The Hattiesburg AmericanMississippi's second-largest newspaper—asks DAs around south-central Mississippi if they're still using Dr. Steven Hayne to perform autopsies, in spite of the allegations against him to come out over the past several months. Not surprisingly, all of them said they have no problem with Hayne, and plan to keep using him. At this point, I think you could make a pretty good case that continuing to use Hayne amounts to a breach of ethics.

The paper's editorial board was concerned enough about the responses that they fired off a separate editorial denouncing the prosecutors.

This strikes as three ostriches putting their heads in the sand. How can these DA's be at all confident in Hayne's work given the information that has come out about the pathologist?

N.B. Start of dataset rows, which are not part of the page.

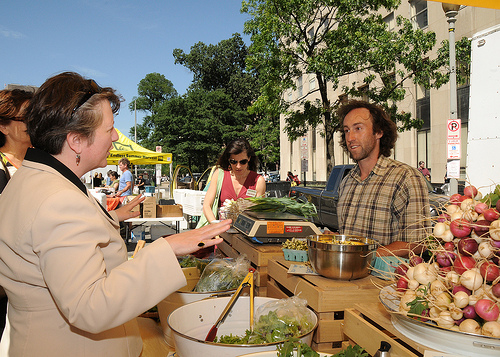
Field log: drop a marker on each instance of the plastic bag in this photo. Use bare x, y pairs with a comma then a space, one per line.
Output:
223, 274
279, 320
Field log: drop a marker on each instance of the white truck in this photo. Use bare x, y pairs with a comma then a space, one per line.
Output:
483, 146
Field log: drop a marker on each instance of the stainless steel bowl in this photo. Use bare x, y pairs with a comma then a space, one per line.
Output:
341, 257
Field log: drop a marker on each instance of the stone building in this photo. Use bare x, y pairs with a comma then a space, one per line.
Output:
433, 106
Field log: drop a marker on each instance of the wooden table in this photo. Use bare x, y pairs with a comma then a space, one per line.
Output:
329, 298
368, 324
153, 343
235, 244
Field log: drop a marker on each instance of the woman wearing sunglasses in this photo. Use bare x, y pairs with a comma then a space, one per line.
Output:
71, 289
239, 165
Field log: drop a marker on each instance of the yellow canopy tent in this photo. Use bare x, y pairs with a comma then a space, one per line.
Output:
124, 147
490, 4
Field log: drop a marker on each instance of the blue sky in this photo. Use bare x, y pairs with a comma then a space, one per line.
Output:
115, 42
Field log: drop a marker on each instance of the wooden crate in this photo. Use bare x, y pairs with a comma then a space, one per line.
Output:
368, 324
236, 244
327, 297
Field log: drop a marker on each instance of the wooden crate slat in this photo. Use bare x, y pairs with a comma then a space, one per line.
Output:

The DA's have been asked by the Innocence Project to turn over any documents pertaining to Hayne, including official reports on autopsies.

We hope they are complying. They must, if they believe in justice.

Meanwhile, the Legislature has funded $500,000 this year for a state medical examiner. The state has been without one since 1994 and if more of Hayne's work is found to be faulty, the state will have no one but itself to blame.

Again, it's not surprising. If any of these prosecutors were to admit to having reservations about Hayne, they'd have to admit his testimony may have tainted some of their convictions. Additionally, Hattiesburg is in Forest County, Mississippi. That's the home of Dr. Michael West, who was also once coroner of Forest County. The good ol' boy network runs thick in what locals call the "Pine Belt." One of the DAs interviewed for the article, Jon Mark Weathers, used Hayne in at least one civil before he became a prosecutor.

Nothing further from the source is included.